Pharmacists play a crucial role in the treatment of CLL by managing oral oncolytic therapies, monitoring side effects from BTK and BCL-2 inhibitors, and supporting medication therapy management. They assist in treatment selection, ensure adherence to complex regimens, and provide patient education on medication administration, potential side effects, and adherence strategies. Pharmacists also collaborate with the health care team, help with financial navigation, and coordinate access to therapies, contributing to a holistic approach to patient care.
Evidence-based studies highlight the significant impact of pharmacist-managed programs, showing reductions in grade 3 to 4 adverse events, improved PFS, and enhanced patient adherence. Emerging opportunities for pharmacists include potential billing for specialized services, integration into medically integrated pharmacy models, and an expanding role in oral oncology management. Overall, pharmacists offer invaluable expertise in medication management, providing patient-centered care and acting as a critical link between the patient and the treatment team.

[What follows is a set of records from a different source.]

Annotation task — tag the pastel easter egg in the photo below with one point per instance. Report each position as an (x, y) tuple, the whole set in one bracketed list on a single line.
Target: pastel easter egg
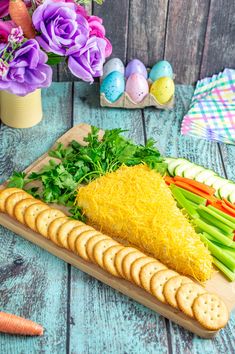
[(136, 66), (137, 87), (163, 89), (161, 69), (114, 64), (113, 86)]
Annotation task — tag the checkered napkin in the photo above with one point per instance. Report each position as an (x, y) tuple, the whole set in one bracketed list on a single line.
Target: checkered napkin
[(212, 110)]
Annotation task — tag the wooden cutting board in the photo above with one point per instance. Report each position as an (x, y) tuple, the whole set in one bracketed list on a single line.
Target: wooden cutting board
[(218, 284)]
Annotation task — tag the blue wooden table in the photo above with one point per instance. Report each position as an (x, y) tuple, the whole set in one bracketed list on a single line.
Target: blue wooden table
[(80, 314)]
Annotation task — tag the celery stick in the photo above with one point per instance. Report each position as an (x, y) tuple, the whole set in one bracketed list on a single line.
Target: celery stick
[(220, 212), (191, 196), (214, 232), (213, 221), (218, 253), (183, 203), (229, 274), (218, 216)]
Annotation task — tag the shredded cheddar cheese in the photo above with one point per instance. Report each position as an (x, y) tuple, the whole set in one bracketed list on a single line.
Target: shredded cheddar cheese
[(135, 204)]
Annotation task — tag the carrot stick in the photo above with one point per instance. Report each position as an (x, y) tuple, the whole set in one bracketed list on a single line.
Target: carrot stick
[(210, 199), (169, 180), (228, 203), (12, 324), (20, 15), (198, 185)]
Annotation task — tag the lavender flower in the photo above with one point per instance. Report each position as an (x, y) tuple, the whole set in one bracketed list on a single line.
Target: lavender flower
[(27, 69), (16, 36), (3, 68)]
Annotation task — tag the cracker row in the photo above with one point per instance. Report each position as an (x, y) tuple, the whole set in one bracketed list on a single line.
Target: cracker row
[(121, 261)]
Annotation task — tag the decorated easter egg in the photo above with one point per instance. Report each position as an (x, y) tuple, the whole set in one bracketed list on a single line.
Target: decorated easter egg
[(163, 89), (113, 86), (137, 87), (161, 69), (114, 64), (136, 66)]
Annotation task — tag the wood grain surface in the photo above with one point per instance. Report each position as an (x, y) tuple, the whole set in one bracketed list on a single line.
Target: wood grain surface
[(197, 36), (80, 313)]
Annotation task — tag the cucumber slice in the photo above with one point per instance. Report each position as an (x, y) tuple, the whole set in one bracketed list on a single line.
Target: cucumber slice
[(226, 190), (204, 175), (231, 197), (173, 164), (179, 171), (193, 171), (209, 182)]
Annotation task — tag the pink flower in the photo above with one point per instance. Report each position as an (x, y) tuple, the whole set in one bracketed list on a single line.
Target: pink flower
[(5, 30), (97, 29), (4, 8)]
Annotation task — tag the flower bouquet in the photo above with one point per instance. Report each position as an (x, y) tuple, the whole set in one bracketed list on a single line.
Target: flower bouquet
[(35, 34)]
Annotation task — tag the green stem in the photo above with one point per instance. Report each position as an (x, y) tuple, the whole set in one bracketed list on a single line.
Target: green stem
[(211, 230), (183, 203), (218, 253), (220, 212), (229, 274), (218, 216), (215, 222)]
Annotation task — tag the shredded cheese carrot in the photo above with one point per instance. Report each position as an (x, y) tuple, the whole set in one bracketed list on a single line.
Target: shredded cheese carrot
[(135, 204)]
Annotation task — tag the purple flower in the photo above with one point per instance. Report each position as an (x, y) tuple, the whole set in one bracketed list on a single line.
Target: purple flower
[(27, 71), (16, 36), (60, 26), (87, 62), (4, 8)]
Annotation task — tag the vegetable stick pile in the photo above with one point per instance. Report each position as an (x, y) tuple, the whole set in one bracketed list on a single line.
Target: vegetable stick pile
[(135, 204), (212, 217)]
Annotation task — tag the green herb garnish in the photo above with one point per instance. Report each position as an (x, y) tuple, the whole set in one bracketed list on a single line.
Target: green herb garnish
[(78, 164)]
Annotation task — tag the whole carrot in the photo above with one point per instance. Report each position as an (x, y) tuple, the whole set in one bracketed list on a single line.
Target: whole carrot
[(12, 324), (20, 15)]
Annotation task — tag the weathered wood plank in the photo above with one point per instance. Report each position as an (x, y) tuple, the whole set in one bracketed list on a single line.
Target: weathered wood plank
[(115, 18), (219, 48), (164, 127), (102, 320), (186, 28), (147, 25), (33, 283)]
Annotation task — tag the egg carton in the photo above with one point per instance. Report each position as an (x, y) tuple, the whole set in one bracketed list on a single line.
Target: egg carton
[(126, 102)]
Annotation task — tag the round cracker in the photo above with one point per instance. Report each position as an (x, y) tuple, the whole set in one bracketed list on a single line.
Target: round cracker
[(21, 207), (13, 199), (136, 267), (210, 311), (109, 259), (32, 212), (92, 242), (128, 260), (45, 218), (171, 287), (186, 295), (64, 230), (54, 227), (148, 271), (119, 258), (4, 194), (100, 248), (158, 281), (81, 243), (75, 233)]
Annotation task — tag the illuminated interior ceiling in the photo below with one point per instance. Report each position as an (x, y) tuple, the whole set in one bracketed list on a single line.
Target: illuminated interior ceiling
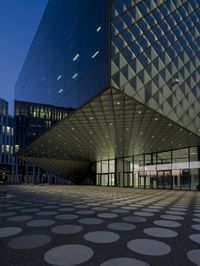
[(111, 125)]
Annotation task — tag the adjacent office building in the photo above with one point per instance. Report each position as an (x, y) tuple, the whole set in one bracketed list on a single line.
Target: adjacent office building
[(130, 70), (6, 142)]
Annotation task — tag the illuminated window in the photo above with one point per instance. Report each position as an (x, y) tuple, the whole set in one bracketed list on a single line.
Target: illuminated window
[(8, 130), (16, 148), (7, 148)]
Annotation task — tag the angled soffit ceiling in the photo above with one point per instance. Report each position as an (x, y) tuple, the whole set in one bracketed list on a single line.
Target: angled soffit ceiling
[(111, 125)]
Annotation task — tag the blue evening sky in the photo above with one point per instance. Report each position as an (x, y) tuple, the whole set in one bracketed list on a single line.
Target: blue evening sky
[(19, 20)]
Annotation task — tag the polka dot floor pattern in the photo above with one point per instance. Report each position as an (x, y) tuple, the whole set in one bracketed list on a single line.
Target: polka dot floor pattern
[(85, 225)]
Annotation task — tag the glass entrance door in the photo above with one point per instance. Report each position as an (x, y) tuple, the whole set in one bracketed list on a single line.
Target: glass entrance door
[(128, 179), (164, 179)]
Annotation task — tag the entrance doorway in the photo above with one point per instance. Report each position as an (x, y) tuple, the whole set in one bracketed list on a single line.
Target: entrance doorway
[(165, 179)]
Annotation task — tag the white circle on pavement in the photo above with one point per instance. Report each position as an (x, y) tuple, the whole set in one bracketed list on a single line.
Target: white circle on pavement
[(167, 223), (9, 231), (91, 221), (171, 217), (20, 218), (145, 214), (66, 209), (47, 213), (150, 210), (30, 210), (134, 219), (194, 256), (196, 220), (121, 226), (66, 216), (195, 238), (124, 262), (119, 211), (67, 255), (175, 212), (107, 215), (67, 229), (148, 247), (101, 237), (29, 241), (7, 214), (85, 212), (196, 227), (40, 223), (160, 232)]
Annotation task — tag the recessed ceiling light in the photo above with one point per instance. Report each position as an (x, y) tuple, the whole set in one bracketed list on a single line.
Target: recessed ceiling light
[(76, 57), (59, 77), (99, 28), (95, 54), (75, 76)]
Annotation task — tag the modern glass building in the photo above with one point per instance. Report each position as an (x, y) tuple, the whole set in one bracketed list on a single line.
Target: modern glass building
[(131, 72), (6, 142)]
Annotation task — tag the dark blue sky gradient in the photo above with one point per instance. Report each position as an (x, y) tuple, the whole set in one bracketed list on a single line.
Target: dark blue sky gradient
[(19, 20)]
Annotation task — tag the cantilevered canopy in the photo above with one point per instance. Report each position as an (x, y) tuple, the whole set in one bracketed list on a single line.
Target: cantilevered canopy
[(111, 125)]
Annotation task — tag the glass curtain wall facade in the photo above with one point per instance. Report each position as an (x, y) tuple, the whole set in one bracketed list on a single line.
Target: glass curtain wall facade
[(147, 51), (68, 60), (6, 142), (174, 169), (155, 56)]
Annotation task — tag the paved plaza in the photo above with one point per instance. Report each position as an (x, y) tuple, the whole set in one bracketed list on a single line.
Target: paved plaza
[(74, 225)]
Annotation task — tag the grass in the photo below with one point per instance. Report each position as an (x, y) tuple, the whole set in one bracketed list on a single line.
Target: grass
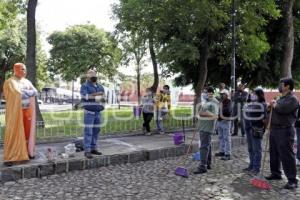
[(114, 121)]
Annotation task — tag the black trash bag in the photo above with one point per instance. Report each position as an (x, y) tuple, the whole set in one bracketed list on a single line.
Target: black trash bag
[(79, 145)]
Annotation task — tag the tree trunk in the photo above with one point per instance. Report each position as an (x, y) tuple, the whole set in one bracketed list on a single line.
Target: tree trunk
[(31, 49), (154, 63), (138, 70), (204, 51), (288, 49)]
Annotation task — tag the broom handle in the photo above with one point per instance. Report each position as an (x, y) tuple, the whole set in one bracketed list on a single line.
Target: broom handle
[(189, 148), (267, 142)]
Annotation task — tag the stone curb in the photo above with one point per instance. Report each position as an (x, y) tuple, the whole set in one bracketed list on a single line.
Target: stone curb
[(39, 170)]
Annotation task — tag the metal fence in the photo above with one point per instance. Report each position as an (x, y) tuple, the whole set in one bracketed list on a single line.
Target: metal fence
[(74, 128)]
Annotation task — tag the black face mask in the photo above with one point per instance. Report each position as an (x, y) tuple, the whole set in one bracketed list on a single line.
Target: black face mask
[(94, 79)]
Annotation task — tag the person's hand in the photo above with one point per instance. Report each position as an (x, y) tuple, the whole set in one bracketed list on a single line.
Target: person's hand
[(272, 104), (98, 94)]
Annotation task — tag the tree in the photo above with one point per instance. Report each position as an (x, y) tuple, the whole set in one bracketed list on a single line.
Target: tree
[(198, 33), (31, 41), (80, 48), (31, 50), (134, 48), (288, 26), (9, 9), (141, 18), (13, 49)]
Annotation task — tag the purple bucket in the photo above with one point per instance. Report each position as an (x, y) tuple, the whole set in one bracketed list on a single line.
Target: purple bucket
[(178, 138), (137, 111)]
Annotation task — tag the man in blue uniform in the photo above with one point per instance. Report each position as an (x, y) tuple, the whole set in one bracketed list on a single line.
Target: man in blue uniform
[(92, 97)]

As treatment strategies for CLL continue to evolve, the integration of targeted therapies such as BTK and BCL-2 inhibitors has transformed outcomes, offering patients more personalized and effective care options. However, the complexity of these regimens demands thoughtful patient selection, close monitoring, and multidisciplinary collaboration. Pharmacists play a pivotal role in this landscape—bridging the gap between clinical teams and patients through medication management, education, and adherence support. As innovation continues and roles expand, pharmacists remain central to optimizing outcomes and delivering comprehensive, patient-centered care in CLL.